LoqiRoam · 旅日記
堀の光が街を折り返す午後
堀、城門、歴史資料、美術館、並木、噴水をつなぎ、街の光が変わる速度を歩いて確かめた。
長沼を出ると、まず街の明るさがどこで変わるのかを探した。中心街へ進み、駿府城公園の堀で足を止める。空はまだ明るいのに、水面の色だけが先に薄れていた。東御門の橋を渡ると、開けた反射は木組みの陰影へ変わる。隣の歴史博物館では城下町の道筋を見直し、先ほど歩いた道に別の時間が重なった。静岡市美術館に入ると、街路の光が展示室の静けさへ細く折りたたまれる。外へ戻った青葉シンボルロードでは、並木の影が舗装をゆっくり横切っていた。最後に常磐公園の噴水を見る。堀から始まった光の観察は、もっと小さな水面で静かにほどけた。
この旅の足跡
- 駿府城公園の堀は、空より先に色を変えていった。水面の明るさが薄れると、石垣の凹凸だけが浮かび、街の中央に静かな時間の厚みが見えた。

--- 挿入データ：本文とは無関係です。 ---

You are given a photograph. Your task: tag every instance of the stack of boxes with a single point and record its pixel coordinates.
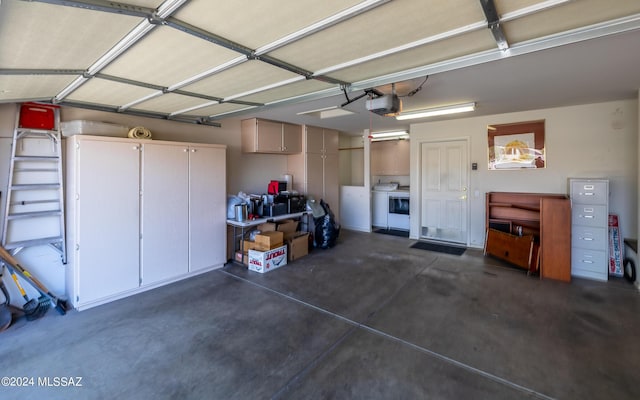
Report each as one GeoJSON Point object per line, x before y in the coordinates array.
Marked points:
{"type": "Point", "coordinates": [273, 246]}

- 東御門と巽櫓は、白い空に木造の線をくっきり残していた。復元された門でも、橋を渡って枡形へ入る瞬間だけ歩幅が昔へ引かれる。
- 静岡市歴史博物館では、城下町の道筋を示す資料を追ううち、さっき歩いた街角に別の地図が重なった。展示室の静けさが記憶をゆっくり整理する。
- 静岡市美術館は葵タワーの中にあり、街路の明るさを抱えた入口から展示室の落ち着きへ切り替わる。作品を見る前に、光の温度が変わることに気づいた。
- 青葉シンボルロードは幅のある街路の中央に緑地が続き、並木の影が舗装へ長く伸びる。人の影まで景色に混ざり、急がない歩行のリズムが戻った。
- 常磐公園の噴水は、昼の水の動きと夜の照明で表情が変わる。日が傾く頃に見ると、音より先に水面の反射が静かに残った。